[視線を逸らす様>>37を、微笑ましいと思い乍ら、其の言葉の通りに微笑む。
友人の、此の素直な反応──と、少女は思って居る──が、何れ程自分を安心させて呉れる事か。]
ふふ。然うだったわ。
私、拐われるんだったわね。
[だから、口では然う返しても、怯える事は出来そうに無い。
其れから、心配そうな目線を感じて、ゆっくり頷いた。心配して呉れる彼女に報いる為にも、無理に繋がりそうならば、きちんと表明しようと思う。

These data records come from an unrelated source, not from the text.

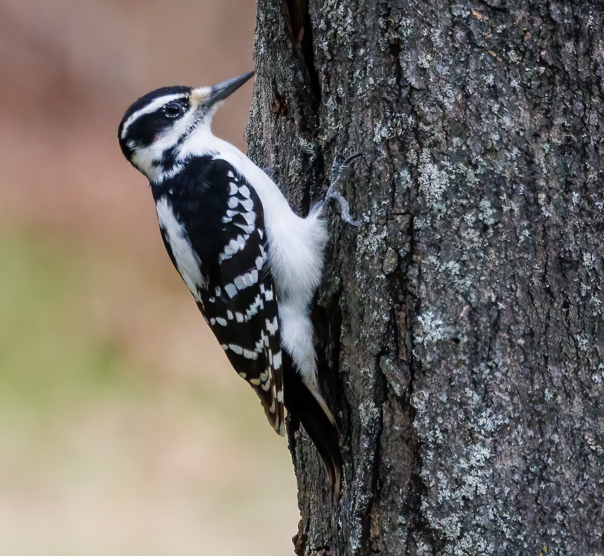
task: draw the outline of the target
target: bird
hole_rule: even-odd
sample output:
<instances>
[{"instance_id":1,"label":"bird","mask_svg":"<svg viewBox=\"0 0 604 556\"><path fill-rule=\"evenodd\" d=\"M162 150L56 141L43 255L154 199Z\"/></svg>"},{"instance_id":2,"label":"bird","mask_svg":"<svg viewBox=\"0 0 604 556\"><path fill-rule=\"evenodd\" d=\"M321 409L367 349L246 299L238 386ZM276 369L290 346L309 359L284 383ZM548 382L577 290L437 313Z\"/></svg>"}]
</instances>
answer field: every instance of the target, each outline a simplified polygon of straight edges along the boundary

然し、意を決して放たれた質問には。少し間を置いてから、首を傾げた。
少女は抑、貨幣価値に明るく無い。船内での払いは部屋に付いて居るので、現状特に困ってないが。通貨の数え方は判っても、物価の相場については多分に不安が残る。]
さあ──幾らなのかしら。
知らないけれど、安くは無さそう。
[さらりと言う。が、自惚れ、とは少し違う。単に、『旦那様』の御好み通りを用意する為に、恐ろしく手間が掛かって来たのを知って居る。
経費として、事前に支払われて居る分も有るだろう。]
真面目に払う事、無いと思うわ。
死んだ私の価値は、相応に下がるでしょうし。